夏休みも終盤となり日が沈むのが早くなってきたとはいえ、外はもう月が空を制してしまっている。西の空に微かにオレンジ色の光が残るだけだ。
教室のある棟は別の高尚会館を出ると、冷たい風が私を切りつけてそのまま去って行った。部室である放送室は狭いため、練習の際はここを使っている。創立当時からあるその建物はところどころにヒビが入り、何か別のモノがいそうな気配さえ感じられた。
「金本先生、どこ行っちゃったんだろ?」
「あー、またあそこじゃない? 若いのに大変だよね、まだ二十代って話なのに。……そう言えば聞いた? 今年もまた噂になってるらしいよ、《高尚会館の幽霊》……」
先輩たちはまだ何か話しているが、こちらとしては知ったことではない。早く帰って、宿題である古典の現代語訳を済ませなければならないのだ。

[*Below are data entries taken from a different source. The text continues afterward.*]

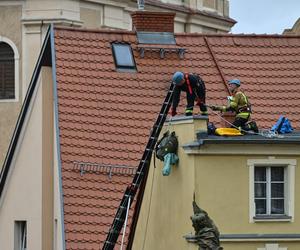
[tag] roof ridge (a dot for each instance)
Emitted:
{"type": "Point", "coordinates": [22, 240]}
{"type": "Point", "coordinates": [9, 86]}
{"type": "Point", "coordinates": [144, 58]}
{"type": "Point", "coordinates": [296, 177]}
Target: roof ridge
{"type": "Point", "coordinates": [237, 35]}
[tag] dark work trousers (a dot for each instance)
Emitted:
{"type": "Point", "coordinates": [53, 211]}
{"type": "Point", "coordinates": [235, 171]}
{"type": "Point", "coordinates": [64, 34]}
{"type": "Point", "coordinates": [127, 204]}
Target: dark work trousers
{"type": "Point", "coordinates": [240, 123]}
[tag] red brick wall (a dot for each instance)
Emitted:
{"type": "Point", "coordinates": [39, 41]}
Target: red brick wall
{"type": "Point", "coordinates": [153, 21]}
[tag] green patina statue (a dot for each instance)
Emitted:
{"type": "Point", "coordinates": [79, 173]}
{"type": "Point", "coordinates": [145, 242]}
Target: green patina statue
{"type": "Point", "coordinates": [206, 232]}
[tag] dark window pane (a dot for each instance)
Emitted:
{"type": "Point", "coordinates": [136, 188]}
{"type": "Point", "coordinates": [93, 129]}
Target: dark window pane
{"type": "Point", "coordinates": [260, 190]}
{"type": "Point", "coordinates": [277, 190]}
{"type": "Point", "coordinates": [277, 174]}
{"type": "Point", "coordinates": [260, 174]}
{"type": "Point", "coordinates": [277, 206]}
{"type": "Point", "coordinates": [123, 55]}
{"type": "Point", "coordinates": [7, 74]}
{"type": "Point", "coordinates": [260, 206]}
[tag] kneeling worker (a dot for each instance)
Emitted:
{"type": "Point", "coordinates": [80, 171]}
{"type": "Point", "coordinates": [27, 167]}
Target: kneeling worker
{"type": "Point", "coordinates": [194, 87]}
{"type": "Point", "coordinates": [239, 104]}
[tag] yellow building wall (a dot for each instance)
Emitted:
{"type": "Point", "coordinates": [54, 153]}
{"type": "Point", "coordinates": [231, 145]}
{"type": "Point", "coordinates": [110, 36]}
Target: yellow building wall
{"type": "Point", "coordinates": [221, 186]}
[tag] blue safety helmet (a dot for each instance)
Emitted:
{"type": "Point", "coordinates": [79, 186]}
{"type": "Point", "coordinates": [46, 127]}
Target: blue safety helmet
{"type": "Point", "coordinates": [178, 77]}
{"type": "Point", "coordinates": [237, 82]}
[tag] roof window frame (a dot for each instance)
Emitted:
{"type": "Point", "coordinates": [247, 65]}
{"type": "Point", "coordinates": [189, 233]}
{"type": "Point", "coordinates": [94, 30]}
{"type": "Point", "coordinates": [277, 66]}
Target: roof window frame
{"type": "Point", "coordinates": [123, 67]}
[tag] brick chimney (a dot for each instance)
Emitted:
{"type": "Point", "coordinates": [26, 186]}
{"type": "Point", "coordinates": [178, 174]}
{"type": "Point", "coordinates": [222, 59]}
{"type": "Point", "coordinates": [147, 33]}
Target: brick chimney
{"type": "Point", "coordinates": [153, 21]}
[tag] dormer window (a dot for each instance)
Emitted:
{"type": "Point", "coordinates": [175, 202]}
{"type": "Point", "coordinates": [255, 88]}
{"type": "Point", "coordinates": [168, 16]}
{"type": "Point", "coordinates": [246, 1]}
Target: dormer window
{"type": "Point", "coordinates": [123, 56]}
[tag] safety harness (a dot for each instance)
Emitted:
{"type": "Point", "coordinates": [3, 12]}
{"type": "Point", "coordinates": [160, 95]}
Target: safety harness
{"type": "Point", "coordinates": [188, 83]}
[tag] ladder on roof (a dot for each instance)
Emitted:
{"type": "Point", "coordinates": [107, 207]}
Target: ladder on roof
{"type": "Point", "coordinates": [141, 173]}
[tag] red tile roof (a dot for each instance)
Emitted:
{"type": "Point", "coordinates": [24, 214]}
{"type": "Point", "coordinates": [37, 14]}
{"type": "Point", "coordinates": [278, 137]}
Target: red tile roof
{"type": "Point", "coordinates": [105, 116]}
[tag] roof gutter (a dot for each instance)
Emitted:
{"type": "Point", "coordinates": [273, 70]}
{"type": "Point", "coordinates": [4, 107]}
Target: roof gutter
{"type": "Point", "coordinates": [42, 60]}
{"type": "Point", "coordinates": [57, 133]}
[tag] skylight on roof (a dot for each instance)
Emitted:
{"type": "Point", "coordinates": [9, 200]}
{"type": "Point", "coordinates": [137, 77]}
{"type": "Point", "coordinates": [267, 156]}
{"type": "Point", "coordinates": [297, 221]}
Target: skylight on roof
{"type": "Point", "coordinates": [123, 56]}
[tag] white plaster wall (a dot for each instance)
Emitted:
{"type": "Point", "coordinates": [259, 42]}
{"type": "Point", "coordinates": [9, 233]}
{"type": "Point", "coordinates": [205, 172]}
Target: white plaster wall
{"type": "Point", "coordinates": [23, 192]}
{"type": "Point", "coordinates": [41, 9]}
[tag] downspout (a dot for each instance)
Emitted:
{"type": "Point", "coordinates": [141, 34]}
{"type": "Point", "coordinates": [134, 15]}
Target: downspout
{"type": "Point", "coordinates": [53, 61]}
{"type": "Point", "coordinates": [217, 65]}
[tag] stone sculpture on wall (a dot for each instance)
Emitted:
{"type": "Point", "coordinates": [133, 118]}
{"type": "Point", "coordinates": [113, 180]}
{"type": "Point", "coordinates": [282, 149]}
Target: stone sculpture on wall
{"type": "Point", "coordinates": [206, 232]}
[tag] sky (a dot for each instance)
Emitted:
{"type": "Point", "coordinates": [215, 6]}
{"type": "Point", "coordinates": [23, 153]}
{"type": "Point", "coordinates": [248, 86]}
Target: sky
{"type": "Point", "coordinates": [263, 16]}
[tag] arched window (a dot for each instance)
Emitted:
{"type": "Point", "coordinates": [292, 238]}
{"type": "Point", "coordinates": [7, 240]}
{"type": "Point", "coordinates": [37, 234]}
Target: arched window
{"type": "Point", "coordinates": [7, 72]}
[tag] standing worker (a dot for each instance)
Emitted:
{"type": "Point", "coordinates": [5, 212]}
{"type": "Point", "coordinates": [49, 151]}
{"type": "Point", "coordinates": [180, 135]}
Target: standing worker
{"type": "Point", "coordinates": [239, 104]}
{"type": "Point", "coordinates": [194, 87]}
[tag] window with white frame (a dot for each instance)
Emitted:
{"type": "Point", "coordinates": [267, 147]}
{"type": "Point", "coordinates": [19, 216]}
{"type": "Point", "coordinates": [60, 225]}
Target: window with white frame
{"type": "Point", "coordinates": [20, 235]}
{"type": "Point", "coordinates": [269, 195]}
{"type": "Point", "coordinates": [9, 71]}
{"type": "Point", "coordinates": [271, 189]}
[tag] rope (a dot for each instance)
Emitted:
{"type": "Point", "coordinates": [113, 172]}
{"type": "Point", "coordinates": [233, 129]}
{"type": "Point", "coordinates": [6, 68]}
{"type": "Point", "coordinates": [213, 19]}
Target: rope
{"type": "Point", "coordinates": [267, 133]}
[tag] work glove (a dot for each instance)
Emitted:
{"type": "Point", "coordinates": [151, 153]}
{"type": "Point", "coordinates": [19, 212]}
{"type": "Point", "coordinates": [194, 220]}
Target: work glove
{"type": "Point", "coordinates": [173, 112]}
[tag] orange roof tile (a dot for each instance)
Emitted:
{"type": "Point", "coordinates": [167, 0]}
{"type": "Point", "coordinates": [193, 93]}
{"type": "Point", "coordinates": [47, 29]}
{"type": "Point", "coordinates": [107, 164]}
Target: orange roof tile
{"type": "Point", "coordinates": [105, 116]}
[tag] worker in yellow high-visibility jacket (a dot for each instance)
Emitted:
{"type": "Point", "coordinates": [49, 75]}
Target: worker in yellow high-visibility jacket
{"type": "Point", "coordinates": [238, 103]}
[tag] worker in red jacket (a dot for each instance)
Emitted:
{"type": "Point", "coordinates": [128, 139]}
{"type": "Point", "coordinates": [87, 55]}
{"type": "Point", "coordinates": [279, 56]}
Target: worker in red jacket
{"type": "Point", "coordinates": [194, 87]}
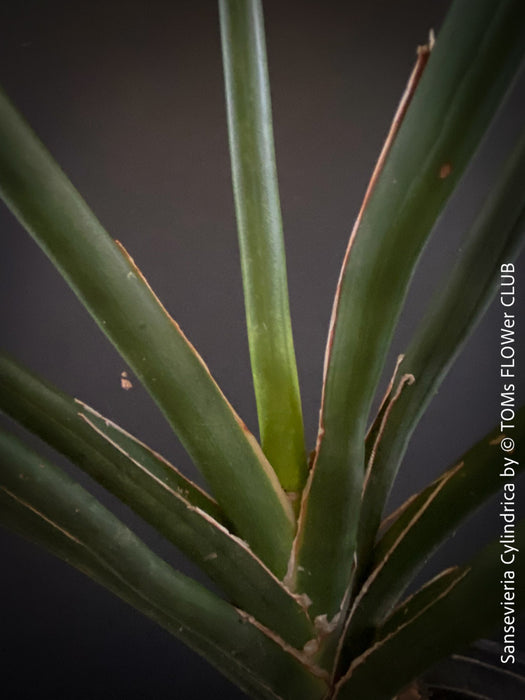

こんなはずではなかった。よくある台詞ではあるが、今の私にはこの言葉ほど相応しいものは無い。
中学時代、私はやたらと早口言葉を言うのが得意だった。それだけの理由で放送部に入ったのが間違いだった。半年前、入部届を「私できますから」風に提出した自分が恥ずかしい。
練習がまず私の体力と精神力を奪っていった。やること自体は発音練習と各個人の練習ぐらいだ。しかし、いざ行動しようとなると話は変わってくる。「ぱ」をひたすら繰り返し続けるものや、北原白秋の「五十音」という詩(「アメンボ赤いな……」のアレだ)の朗読など種類が多い。特に苦手なのは、「あ」の長音だ。
部長の澄んだ声とともに練習は始まる。
「(息を)吐き切って――――三、二、一」
「あ―――……っ」
たかが「あ」を口にするだけなのに、どうしてこうも息苦しくなるのか。すぐに肺が締め付けられるように痛くなり、声が出なくなる。先輩も他の同級生も一瞬こちらを見ては前を向き、声を出し続ける。
「橘さん、十秒しか続いていないよ」
三十秒でひとまず切り上げた部長が、ストップウォッチを見て言う。その光景が、何日も続いた。実際、今も続いている。十四秒しか声が持たないのは、部の中でも私だけだ。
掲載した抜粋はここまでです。